Lejanos también quedan aquellos aplausos solidarios que ofrecíamos como gesto de gratitud hacia nuestros sanitarios cada tarde a las 20h y que, eso sí, algunos cambiaron por cacerolas llenas de vacíos reproches sin pensárselo dos veces. Parece ser que desde que podemos salir a hacernos el vermut de las doce en la terraza del bar de la esquina y hacer algo de deporte, ya no hay nada más que agradecer. Había que elegir entre el salir a dar el paseo de las 20h y los aplausos y… ya se sabe.

Desde luego, al ser humano no hay quien lo comprenda a veces. Ahora que podemos volver a la calle, que podemos tomarla poco a poco en esta nueva normalidad, vamos cometiendo imprudencias, encadenándolas una detrás de otra, sin pensar ni por un instante en las posibles consecuencias.
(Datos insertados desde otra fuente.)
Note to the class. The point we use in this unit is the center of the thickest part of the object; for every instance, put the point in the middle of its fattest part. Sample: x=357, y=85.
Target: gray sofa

Y ya no solo hablo de esa chica que me topé en el semáforo el pasado miércoles que se negaba a llevar mascarilla por el calor, sino del macrobotellón en Tomelloso reuniendo al menos unas 500 personas celebrado el pasado sábado 30 de mayo o aquel cumpleaños en Extremadura en el que asistió un contagiado de COVID-19, por poner dos ejemplos rápidos.

¿Realmente no hemos aprendido nada durante este confinamiento? ¿De verdad, no te has detenido a pensar que esta otra epidemia, la del yoismo, también se está llevando a muchas vidas por delante? Que desgraciadamente, a muchas personas como a ti y como a mí, ese personaje de ficción que un día creamos inocentemente y seguimos fervientemente, nos engulló nuestro verdadero «yo» hace tiempo.  Que, a cambio, ahora tan solo nos queda un «yo» desteñido, carente de autenticidad, una pieza desnutrida y repetida dentro del discurso del otro.  Y de aquel otro.

Pero no se engañen, no se pueden negar las sombras ocultas que acompañan ese perfecto reflejo que creemos tener y proyectar. Al fin y al cabo, todos conocemos muy bien el fatal desenlace que tuvo Narciso frente a las aguas.

Silvia Company de Castro. Barcelona.
Colaboradora, El Inconformista Digital.

Incorporación – Redacción. Barcelona, 13 Junio 2020.